Nik opened the door. ‘How else would I feel?’
In considerably less demand than a sperm bank, he thought to himself in answer to that question when he was safely on the other side of the door. He wanted to punch a hole in the wall. He needed to vent the explosive emotions attacking his usually clear thinking processes. That violent urge shook his view of himself, but Prudence had deceived him and he had fallen for it hook, line and sinker. His destructive thoughts raged on: how did he know that she had ever planned to use a sperm bank to have a child? Had he given her the divorce she had so badly wanted, would he then have discovered that Leo Burleigh was destined to become the father of her children? A sperm bank? Prudence, who was so conventional? Had that ever been a credible tale?
Once again, it seemed, he had underestimated his wife. She had seen through the façade and realised that he was a callous bastard. Nik raked long brown fingers viciously through his black hair and then studied his hand with a frown, for it had developed a slight tremor. What was the matter with him? At a time when he was fighting for survival in business he needed all his wits and his strength. Never had he been unequal to a challenge, he reminded himself fiercely. At best he had been on trial during their honeymoon. At worst Prudence was planning to walk out on him for another man. Why else would a woman who had been so keen to have a baby now guard so carefully against the possibility?
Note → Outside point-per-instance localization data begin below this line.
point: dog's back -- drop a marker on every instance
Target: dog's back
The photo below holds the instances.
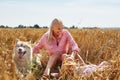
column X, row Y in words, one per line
column 23, row 57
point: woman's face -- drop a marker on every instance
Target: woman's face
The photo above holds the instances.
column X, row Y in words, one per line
column 57, row 28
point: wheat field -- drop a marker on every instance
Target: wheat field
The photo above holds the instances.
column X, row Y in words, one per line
column 96, row 45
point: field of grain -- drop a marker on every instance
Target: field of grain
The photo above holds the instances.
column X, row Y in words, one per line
column 96, row 45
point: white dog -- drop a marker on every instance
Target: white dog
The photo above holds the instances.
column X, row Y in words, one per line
column 23, row 57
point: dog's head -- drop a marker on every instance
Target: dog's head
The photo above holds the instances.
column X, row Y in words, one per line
column 22, row 48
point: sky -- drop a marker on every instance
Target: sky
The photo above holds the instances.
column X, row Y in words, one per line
column 81, row 13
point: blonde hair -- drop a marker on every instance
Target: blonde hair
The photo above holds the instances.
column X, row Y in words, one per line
column 55, row 21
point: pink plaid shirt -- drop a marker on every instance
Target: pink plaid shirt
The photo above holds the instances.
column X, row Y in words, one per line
column 64, row 40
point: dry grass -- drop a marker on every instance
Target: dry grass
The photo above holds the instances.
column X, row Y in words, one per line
column 96, row 46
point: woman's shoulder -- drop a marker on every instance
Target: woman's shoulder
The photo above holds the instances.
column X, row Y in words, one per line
column 45, row 34
column 65, row 31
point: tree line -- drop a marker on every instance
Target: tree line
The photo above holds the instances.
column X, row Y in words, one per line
column 34, row 26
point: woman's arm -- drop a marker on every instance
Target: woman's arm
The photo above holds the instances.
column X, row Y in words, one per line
column 72, row 44
column 40, row 44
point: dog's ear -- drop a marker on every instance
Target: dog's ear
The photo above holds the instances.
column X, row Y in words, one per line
column 17, row 40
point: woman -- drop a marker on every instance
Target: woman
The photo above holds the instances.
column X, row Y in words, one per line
column 57, row 41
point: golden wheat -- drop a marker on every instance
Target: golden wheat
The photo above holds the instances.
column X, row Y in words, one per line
column 96, row 45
By the time Prudence got dressed and went off in pursuit of Nik, it was too late: he had gone. Panic threatened to take her over. She lifted the phone to call him and then hesitated. Wouldn’t it be wiser to wait until he came home? She could then talk to him with calm and sense. At present, she acknowledged, she felt neither calm nor sensible. In fact, she felt frantic and tearful and furious and hurt and terrified. Nik had been honest: he didn’t want a baby. She thought it was wonderful that he could admit that while censuring her for practising birth control. But the reflection was of little consolation to her. What really mattered to her was that she had hurt his pride and disappointed him and she blamed herself bitterly for not being more honest with him in Italy.